Da-sein cannot avoid such thrownness precisely because delocalized and non-historical meaning and signification cannot, by definition, happen: immanent in the very word happen is the concept of temporality. Da-sein’s authentic being as being-in-the-world must first, last, and always be inherently social, cultural, and historical.[2]
It is when we have accepted this conclusion that we begin to realize the full danger of "accepting" the Well of Sorrows. If we recognize that we are not accepting 'knowledge-of', but 'knowledge-as', we are assenting to radically and fundamentally altering our very being in the process. Even though 'the voices' only arrive intermittently in order to advance the plot, even though we have perhaps not fully appropriated their horizons of meaning, we witness that already Mythal is able to control us effortlessly: as though we were already the willing servants who sacrificed their knowledge to the Well of Sorrows. It seems that the journey towards mental servitude is not far off...

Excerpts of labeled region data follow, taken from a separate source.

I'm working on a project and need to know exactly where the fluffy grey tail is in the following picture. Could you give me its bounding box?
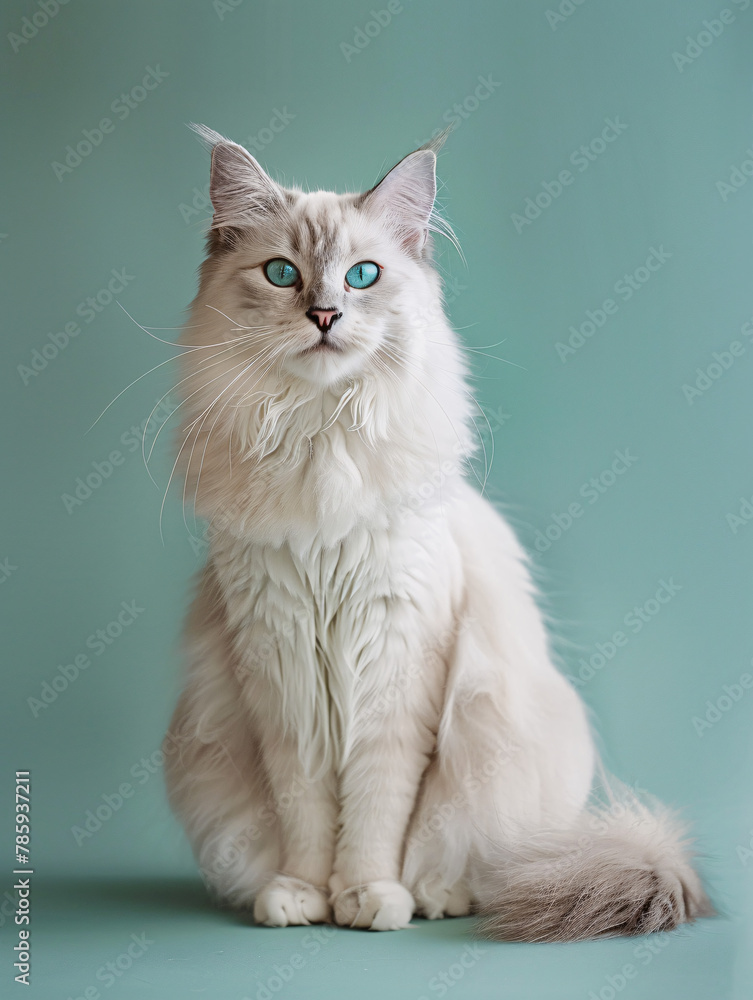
[477,796,714,941]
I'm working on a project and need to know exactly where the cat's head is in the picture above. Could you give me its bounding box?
[191,129,456,387]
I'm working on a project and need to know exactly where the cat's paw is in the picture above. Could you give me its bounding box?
[413,875,472,920]
[254,875,331,927]
[334,879,415,931]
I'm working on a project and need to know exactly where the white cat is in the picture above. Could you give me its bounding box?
[162,129,710,940]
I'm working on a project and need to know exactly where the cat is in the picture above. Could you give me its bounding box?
[166,126,712,941]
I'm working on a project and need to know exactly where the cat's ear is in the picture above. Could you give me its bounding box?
[192,125,283,229]
[361,149,437,255]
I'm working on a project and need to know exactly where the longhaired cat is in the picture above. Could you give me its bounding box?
[166,127,711,941]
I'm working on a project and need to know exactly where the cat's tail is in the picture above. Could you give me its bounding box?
[477,796,714,941]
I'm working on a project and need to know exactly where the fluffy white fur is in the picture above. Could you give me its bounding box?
[167,130,707,940]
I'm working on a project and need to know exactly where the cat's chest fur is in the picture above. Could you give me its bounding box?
[211,514,460,763]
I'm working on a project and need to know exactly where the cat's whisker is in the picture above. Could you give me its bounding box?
[141,341,270,474]
[189,347,292,519]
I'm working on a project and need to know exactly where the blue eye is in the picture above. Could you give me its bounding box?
[345,260,382,288]
[264,257,300,288]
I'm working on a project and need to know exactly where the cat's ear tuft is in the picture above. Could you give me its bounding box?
[361,148,437,256]
[191,125,283,229]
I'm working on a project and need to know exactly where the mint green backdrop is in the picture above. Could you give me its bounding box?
[0,0,753,1000]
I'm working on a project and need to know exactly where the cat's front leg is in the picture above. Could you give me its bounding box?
[254,726,337,927]
[329,664,435,930]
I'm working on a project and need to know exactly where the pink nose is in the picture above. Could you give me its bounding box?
[306,309,342,333]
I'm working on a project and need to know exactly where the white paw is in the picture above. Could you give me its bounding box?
[334,879,415,931]
[414,875,472,920]
[254,875,331,927]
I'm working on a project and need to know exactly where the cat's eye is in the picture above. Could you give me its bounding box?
[264,257,300,288]
[345,260,382,288]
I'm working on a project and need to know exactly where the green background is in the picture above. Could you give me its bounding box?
[0,0,753,1000]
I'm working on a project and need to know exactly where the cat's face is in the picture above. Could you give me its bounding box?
[194,135,436,386]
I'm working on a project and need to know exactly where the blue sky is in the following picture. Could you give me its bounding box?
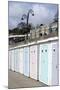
[8,1,58,29]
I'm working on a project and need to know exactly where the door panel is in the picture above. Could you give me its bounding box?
[52,42,59,85]
[16,49,20,72]
[14,49,17,72]
[30,45,37,80]
[11,50,14,71]
[19,48,23,74]
[8,50,12,69]
[24,47,29,76]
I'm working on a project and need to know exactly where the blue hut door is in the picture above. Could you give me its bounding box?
[39,44,48,84]
[23,47,29,76]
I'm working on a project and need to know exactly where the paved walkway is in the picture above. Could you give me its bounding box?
[8,70,47,89]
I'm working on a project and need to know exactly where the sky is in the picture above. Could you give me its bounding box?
[8,1,58,29]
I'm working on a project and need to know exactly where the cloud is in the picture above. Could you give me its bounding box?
[30,4,54,25]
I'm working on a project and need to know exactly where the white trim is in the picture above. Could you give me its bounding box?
[9,37,59,50]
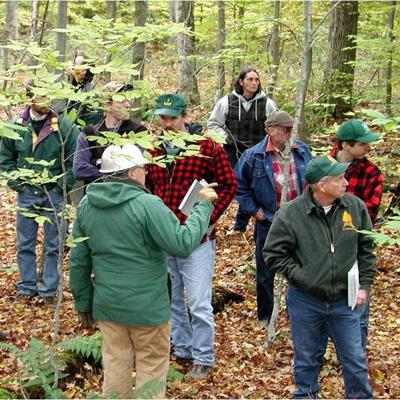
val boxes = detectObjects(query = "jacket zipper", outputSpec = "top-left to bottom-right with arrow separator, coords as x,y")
322,207 -> 338,298
167,161 -> 176,204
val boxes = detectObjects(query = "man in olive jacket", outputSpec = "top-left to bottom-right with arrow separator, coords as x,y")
264,156 -> 375,398
0,83 -> 79,304
70,144 -> 217,398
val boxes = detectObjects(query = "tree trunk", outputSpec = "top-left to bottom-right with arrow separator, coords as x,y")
131,0 -> 148,119
268,0 -> 281,98
214,0 -> 225,103
38,0 -> 50,47
56,0 -> 68,62
231,6 -> 245,90
107,0 -> 117,21
324,0 -> 359,118
264,0 -> 312,348
2,0 -> 18,70
103,0 -> 117,82
385,0 -> 396,116
31,0 -> 39,41
175,0 -> 200,104
292,0 -> 312,139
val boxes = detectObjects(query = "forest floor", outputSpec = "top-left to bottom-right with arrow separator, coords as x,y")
0,187 -> 400,398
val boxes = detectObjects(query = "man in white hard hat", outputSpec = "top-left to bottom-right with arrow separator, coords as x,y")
70,144 -> 217,398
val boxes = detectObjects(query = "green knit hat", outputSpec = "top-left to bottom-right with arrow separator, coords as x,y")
336,119 -> 380,143
154,93 -> 187,117
305,156 -> 350,184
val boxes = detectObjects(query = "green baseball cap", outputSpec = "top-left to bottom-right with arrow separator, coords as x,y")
336,119 -> 380,143
265,110 -> 294,128
154,93 -> 187,117
305,156 -> 350,184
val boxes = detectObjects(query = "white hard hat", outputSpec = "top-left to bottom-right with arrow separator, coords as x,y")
100,143 -> 148,174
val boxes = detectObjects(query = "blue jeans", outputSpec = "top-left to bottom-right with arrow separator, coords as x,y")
318,299 -> 370,366
167,240 -> 215,366
254,220 -> 275,321
17,188 -> 64,297
224,142 -> 251,232
286,284 -> 372,399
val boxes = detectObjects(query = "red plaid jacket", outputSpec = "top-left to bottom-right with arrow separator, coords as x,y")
146,139 -> 237,239
330,146 -> 383,222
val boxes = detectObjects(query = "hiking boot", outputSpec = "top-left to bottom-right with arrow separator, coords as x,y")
15,292 -> 35,301
42,296 -> 57,307
175,356 -> 193,365
186,364 -> 212,381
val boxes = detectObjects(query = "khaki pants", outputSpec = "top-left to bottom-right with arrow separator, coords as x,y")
98,321 -> 170,399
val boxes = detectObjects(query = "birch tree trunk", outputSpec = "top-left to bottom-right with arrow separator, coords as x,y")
31,0 -> 39,41
131,0 -> 148,119
385,0 -> 396,116
264,0 -> 312,348
107,0 -> 117,21
103,0 -> 117,82
292,0 -> 313,139
2,0 -> 19,70
322,0 -> 359,118
268,0 -> 281,98
56,0 -> 68,62
214,0 -> 225,103
231,6 -> 245,90
175,0 -> 200,104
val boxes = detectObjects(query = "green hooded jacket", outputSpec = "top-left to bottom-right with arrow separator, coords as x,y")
0,107 -> 79,194
263,187 -> 375,301
70,181 -> 214,326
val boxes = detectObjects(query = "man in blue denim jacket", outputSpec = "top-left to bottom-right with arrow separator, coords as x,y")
235,110 -> 311,327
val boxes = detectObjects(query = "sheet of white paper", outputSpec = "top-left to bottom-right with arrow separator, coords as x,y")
347,260 -> 360,310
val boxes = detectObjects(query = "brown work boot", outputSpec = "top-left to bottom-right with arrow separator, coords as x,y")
186,364 -> 212,381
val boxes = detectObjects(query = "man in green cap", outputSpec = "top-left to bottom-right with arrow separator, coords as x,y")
330,119 -> 383,222
146,94 -> 237,380
235,110 -> 311,327
263,156 -> 375,399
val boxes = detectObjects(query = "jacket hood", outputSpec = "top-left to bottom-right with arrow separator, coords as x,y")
232,90 -> 267,103
86,181 -> 149,208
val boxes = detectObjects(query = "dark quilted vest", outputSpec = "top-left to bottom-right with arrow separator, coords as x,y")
83,120 -> 146,168
225,93 -> 267,147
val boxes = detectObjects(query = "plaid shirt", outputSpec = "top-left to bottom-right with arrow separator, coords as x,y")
330,146 -> 383,222
146,139 -> 237,239
266,140 -> 301,208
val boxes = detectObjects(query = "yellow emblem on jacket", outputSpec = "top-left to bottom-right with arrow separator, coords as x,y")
342,211 -> 356,230
51,117 -> 58,131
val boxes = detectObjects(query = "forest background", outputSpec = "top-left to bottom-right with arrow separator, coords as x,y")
0,0 -> 400,398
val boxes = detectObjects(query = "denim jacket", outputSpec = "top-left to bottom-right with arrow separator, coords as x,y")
235,136 -> 311,221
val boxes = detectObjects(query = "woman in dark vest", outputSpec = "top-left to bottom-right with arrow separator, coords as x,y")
207,67 -> 278,231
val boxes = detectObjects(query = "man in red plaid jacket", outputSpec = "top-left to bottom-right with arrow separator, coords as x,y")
330,119 -> 383,223
330,119 -> 383,350
146,94 -> 237,380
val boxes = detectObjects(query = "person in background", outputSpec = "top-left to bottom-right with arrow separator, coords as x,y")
70,144 -> 217,399
147,93 -> 237,380
66,55 -> 103,126
235,110 -> 311,327
0,82 -> 79,305
321,119 -> 383,354
207,67 -> 277,232
73,81 -> 147,186
263,156 -> 375,399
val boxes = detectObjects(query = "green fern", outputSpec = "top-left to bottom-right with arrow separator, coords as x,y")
0,337 -> 68,399
61,333 -> 102,364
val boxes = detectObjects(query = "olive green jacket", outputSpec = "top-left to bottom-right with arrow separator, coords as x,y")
0,107 -> 79,193
70,181 -> 214,326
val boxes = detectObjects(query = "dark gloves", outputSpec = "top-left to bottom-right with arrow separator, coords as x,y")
78,312 -> 95,328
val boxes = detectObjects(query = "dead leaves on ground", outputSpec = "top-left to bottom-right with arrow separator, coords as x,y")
0,192 -> 400,398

I am interested to see what people think of this theory, and curious to see how the Well of Sorrows will play out in the future: whether from Morrigan's side, or the Inquisitor's.
[1] Martin Heidegger, Being and Time, trans. John Macquarrie and Edward Robinson, (New York, NY: Harper & Row, 1962), p. 26-27 / H. 7.
[2] Bret W. Davis, ed., Martin Heidegger: Key Concepts (Durham, UK: Acumen, 2010), p. 58.